Final day in Sevilla

It was raining when I woke up. But on the good news front, Eduardo (Edu) from EnSegway had responded to my email and said that he could take us on a tour. I had emailed EnSegway, specifically asking for a tour with Edu because he has received many praises on Trip Advisor. The problem now was the weather. I wasn’t keen to ride a segway in the rain, so I asked Edu if he would be willing to take us out in the early afternoon. He said yes!

After a little shopping, we went to the meeting spot to wait for Edu. It was still raining lightly, but I was excited and nervous at the same time. Long story short, it took me a very long time to get going. I was so scared and had difficulty controlling the segway. It’s not at all like riding a bike. For me, the only way I was able to maneuver the vehicle was by holding on to the centre of the shaft, not the actual handles. The problem with the handle bars was that I had a tendency to steer it as if it was a bicycle; however, you are supposed to move it more like a car steering wheel, which is not intuitive. I eventually got the hang of it, and it was a lot of fun and a great way to see Sevilla – why walk when you can be on a segway! Yes, we were total dorks!

After the segway tour, guess where we went for lunch? Back for more Italian! Lunch was late, so I was concerned because we had booked a food tour this evening.


We spent the evening with Caya from Devour Seville on a history and tapas tour of the city. Caya is originally from Australia, but has lived in Sevilla for the last 11 years, so she knows her way around. I thought she did an excellent job, mixing historical facts with legends as we snaked along the narrow streets, working our way from tavern to tavern.

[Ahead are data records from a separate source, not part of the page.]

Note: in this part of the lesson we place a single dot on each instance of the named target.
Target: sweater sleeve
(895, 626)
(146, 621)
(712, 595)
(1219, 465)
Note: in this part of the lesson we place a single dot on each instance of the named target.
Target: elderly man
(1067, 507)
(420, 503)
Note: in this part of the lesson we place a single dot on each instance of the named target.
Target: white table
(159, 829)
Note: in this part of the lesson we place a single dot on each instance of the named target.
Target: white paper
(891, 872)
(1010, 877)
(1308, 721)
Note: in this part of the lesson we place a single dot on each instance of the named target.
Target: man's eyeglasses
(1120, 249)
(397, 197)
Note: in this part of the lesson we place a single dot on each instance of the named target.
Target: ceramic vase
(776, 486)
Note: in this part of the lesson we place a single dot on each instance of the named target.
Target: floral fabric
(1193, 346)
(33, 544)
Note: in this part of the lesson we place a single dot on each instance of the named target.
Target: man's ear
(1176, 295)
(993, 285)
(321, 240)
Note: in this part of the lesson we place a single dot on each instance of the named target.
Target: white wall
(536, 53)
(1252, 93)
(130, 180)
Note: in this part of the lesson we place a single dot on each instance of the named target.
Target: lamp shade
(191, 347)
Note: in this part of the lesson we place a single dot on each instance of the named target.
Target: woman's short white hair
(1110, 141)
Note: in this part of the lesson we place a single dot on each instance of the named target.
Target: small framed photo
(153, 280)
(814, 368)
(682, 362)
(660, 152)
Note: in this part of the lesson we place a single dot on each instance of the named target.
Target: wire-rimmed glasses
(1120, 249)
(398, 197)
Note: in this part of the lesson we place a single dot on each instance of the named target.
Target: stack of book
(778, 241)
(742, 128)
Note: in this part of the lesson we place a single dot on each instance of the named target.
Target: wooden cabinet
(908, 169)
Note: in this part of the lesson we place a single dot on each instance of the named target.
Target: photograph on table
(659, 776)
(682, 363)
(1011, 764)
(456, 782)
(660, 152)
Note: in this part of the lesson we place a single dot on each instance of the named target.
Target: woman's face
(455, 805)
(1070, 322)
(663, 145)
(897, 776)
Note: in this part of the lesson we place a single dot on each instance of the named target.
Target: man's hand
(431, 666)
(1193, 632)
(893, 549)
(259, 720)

I loved that we were introduced to many new foods and drinks, and likely foods we would not have had the opportunity to try before leaving Sevilla. It’s also nice to know that Devour Seville supports small, family businesses. We started out with vermouth and Iberico ham (belloto). We had tried vermouth at Hidden Factory, but I had actually thought it was vermouth mixed with something. Perhaps this was explained to us by Xavier, but I missed it – the vermouth is typically served over ice, straight up. The vermouth is flavouvered with a little bit of caramel and infused with all sorts of herbs. I actually quite like it as an apperitf. The ham was delicious, probably the best we’ve tried so far on our trip. Our next stop was at the second oldest tavern in the city, where we tried orange wine with chicharrón and mangega cheese.



Next stop used to be a bodega in the old days, but today it serves tapas as well. Here, we had our first experience with a dry, white sherry and learned that sherry is actually wine. It’s 14%, and was a bit too strong for me, even paired with the little sandwiches – chorizo, salted codfish, and a stewed ham.


We then moved on and had a glass of tinto de verano (red wine with lemon soda) and now we had to choose our own tapa. I decided to try the spinach with chickpeas, which is a very traditional Andulsian dish with strong Moorish influence. Hubs had the San Jacobo de calabcin, which was delicious!

I was really starting to get full at this point, but we still had to move on to our final destination for the main meal! We visited Enrique Becerra, a father-son run restaurant, we we started with a darker sherry, plus a white and red wine, paired with two tapas each, followed by dessert and a dessert wine (a sweet sherry). Needless to say, I was a little bit drunk when we left.